Sony got off to a bad start with its CyberShot DSC-W170, as it uses Memory Stick Duo cards, but there is none supplied in the box.

So this review was conducted with the 15MB of internal memory. Take four photos, transfer them, take four more photos – which forces you to buy a memory card. So you'll need to allocate £10 for 1GB of Duo or £20 for 2GB. This seems a little expensive when you consider an 8GB SD card is just £23.

This Sony-knows-best approach extends to connectivity, as you have to plug an octopus of a cable into a proprietary port on the base of the camera that then gives you USB and composite connections. You'll be fine if your laptop has a Memory Stick card reader, but the alternative is yet another cable that has to be tucked away in your bag.

Dark shots

Sony has got the big numbers right as the 10.1-megapixel rating is matched with a wide angle Carl Zeiss Vario-Tessar lens and 5x optical zoom that gives a 35mm equivalence of 28-140mm. That's all well and good, but there are annoyances aplenty.

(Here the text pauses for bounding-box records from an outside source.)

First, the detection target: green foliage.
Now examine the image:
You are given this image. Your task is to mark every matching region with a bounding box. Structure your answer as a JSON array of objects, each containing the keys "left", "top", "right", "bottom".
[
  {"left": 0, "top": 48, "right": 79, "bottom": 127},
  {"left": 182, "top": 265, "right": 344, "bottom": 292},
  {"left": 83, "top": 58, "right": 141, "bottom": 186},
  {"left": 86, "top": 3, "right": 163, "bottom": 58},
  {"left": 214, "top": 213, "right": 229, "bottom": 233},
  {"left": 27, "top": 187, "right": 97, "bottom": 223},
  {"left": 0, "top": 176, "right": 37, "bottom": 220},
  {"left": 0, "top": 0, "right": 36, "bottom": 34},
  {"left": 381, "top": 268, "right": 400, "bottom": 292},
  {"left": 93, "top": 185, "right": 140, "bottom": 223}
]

The LCD screen is relatively small at 2.3 inches and the W170 is plagued by eight different audio settings. We only require two options – on and off.

Once we'd got to grips with the W170 we found that interior photos were rather dark, but the underlying quality of the images was very good. Exterior shots were generally good, but lacked the extra brightness you expect to see on a bright sunny day. Close-up Macro photos of flowers were good, but lacked the pin-sharp detail we expected to see.

Photos taken towards the sun suffered from lens flare, which is something we used to expect and which you can usually avoid, but it isn't present with many rival cameras, so we have to consider it to be a problem.

You have to work to get used to the Sony, but once you've done that you'll find the image quality is good for interior shots but variable for outdoors.